Stretching the Horizon of a Higher Dimensional Small Black Hole
Ashoke Sen
TL;DR
This work addresses the entropy of small, half-BPS heterotic string black holes across dimensions by positing a universal near-horizon geometry of $AdS_2\times S^{D-2}$ and showing how higher-derivative corrections determine the entropy. Focusing on a concrete Gauss-Bonnet extension, it reduces the problem to solving algebraic equations for near-horizon data and computes the entropy with a Wald-type formula, obtaining a finite result with the correct $nw$-scaling: $S_{BH}=a\sqrt{nw}$. However, the coefficient $a$ matches the statistical entropy $S_{stat}=4\pi\sqrt{nw}$ only for $D=4$ and $D=5$, reflecting the absence of the full supersymmetric action. The analysis demonstrates that higher-derivative corrections can stretch the horizon in arbitrary dimensions, pointing to the need for a SUSY-complete effective action to achieve exact agreement.
Abstract
There is a general scaling argument that shows that the entropy of a small black hole, representing a half-BPS excitation of an elementary heterotic string in any dimension, agrees with the statistical entropy up to an overall numerical factor. We propose that for suitable choice of field variables the near horizon geometry of the black hole in D space-time dimensions takes the form of AdS_2\times S^{D-2} and demonstrate how this ansatz can be used to calculate the numerical factor in the expression for the black hole entropy if we know the higher derivative corrections to the action. We illustrate this by computing the entropy of these black holes in a theory where we modify the supergravity action by adding the Gauss-Bonnet term.
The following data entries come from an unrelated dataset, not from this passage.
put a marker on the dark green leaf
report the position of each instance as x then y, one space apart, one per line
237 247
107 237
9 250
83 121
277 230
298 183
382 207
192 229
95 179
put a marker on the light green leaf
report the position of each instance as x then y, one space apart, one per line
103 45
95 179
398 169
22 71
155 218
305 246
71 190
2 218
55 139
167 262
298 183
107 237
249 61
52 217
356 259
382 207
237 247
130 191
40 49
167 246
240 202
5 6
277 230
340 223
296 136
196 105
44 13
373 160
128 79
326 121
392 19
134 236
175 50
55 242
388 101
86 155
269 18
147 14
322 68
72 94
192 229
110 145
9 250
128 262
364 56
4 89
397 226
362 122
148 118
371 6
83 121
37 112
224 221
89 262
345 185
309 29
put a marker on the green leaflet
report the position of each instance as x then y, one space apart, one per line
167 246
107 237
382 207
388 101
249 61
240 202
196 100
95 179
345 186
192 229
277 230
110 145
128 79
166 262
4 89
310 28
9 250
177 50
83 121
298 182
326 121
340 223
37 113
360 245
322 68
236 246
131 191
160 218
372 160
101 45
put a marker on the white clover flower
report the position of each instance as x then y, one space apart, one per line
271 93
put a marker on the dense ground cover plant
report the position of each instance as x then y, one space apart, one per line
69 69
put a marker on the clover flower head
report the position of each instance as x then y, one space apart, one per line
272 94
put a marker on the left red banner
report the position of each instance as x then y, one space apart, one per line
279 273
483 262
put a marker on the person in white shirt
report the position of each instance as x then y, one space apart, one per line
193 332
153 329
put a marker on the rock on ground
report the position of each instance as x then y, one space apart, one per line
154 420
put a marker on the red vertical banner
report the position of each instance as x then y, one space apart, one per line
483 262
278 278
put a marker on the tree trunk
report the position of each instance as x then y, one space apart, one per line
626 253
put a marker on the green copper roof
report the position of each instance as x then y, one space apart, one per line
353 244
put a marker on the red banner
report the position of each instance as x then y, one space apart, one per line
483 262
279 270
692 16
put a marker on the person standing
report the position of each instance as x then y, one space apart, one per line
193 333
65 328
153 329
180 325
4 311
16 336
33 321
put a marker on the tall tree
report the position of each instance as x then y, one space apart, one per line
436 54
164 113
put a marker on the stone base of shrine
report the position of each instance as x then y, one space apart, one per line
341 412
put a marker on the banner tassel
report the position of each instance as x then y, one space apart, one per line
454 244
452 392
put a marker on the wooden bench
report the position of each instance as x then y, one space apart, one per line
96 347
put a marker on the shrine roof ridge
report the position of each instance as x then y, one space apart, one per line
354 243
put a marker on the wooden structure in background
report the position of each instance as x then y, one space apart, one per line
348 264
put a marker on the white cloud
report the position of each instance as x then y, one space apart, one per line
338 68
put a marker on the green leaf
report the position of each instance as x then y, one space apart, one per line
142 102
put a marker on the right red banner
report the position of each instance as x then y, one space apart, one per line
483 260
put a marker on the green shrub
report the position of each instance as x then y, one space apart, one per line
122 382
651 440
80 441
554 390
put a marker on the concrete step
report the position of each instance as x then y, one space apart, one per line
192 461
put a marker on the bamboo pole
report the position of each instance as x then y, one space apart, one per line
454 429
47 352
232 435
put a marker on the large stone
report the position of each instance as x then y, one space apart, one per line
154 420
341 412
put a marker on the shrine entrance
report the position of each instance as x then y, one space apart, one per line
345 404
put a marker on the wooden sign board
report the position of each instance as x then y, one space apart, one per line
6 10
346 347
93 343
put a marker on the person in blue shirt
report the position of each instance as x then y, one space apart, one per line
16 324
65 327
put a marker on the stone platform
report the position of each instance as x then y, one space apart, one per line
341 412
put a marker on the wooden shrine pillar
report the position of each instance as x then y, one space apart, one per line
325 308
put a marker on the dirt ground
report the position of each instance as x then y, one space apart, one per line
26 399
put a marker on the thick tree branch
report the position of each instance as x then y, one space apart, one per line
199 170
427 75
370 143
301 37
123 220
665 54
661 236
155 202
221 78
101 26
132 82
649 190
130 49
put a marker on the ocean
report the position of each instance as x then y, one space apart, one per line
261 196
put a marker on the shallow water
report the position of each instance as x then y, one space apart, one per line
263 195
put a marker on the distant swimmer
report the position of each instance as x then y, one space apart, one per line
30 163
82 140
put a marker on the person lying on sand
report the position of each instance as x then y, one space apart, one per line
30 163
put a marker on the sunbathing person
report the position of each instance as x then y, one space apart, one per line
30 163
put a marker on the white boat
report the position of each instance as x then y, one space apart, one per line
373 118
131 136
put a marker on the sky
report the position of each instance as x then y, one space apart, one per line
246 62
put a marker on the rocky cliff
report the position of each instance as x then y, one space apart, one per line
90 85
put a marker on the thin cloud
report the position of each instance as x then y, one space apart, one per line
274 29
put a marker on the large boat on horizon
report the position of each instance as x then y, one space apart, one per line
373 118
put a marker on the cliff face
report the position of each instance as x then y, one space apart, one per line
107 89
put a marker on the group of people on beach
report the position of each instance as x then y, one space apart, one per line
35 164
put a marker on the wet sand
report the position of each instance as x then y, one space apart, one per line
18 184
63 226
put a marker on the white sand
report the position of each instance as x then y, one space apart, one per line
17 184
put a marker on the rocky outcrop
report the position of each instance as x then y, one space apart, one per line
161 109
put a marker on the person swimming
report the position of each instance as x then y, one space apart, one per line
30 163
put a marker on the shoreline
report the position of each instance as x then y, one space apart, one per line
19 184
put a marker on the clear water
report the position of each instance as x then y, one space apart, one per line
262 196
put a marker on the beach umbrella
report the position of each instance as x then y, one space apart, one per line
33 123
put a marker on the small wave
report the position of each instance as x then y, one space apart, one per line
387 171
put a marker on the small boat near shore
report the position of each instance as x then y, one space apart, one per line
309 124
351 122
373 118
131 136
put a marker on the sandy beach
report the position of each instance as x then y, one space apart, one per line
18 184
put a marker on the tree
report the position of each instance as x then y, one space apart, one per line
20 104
The black hole entropy computed this way is finite and has the right dependence on the charges in accordance with the general scaling argument, but the overall numerical factor does not agree with that computed from the statistical entropy except for D=4 and D=5. This is not surprising in view of the fact that we do not use a fully supersymmetric action in our analysis; however this analysis demonstrates that higher derivative corrections are capable of stretching the horizon of a small black hole in arbitrary dimensions.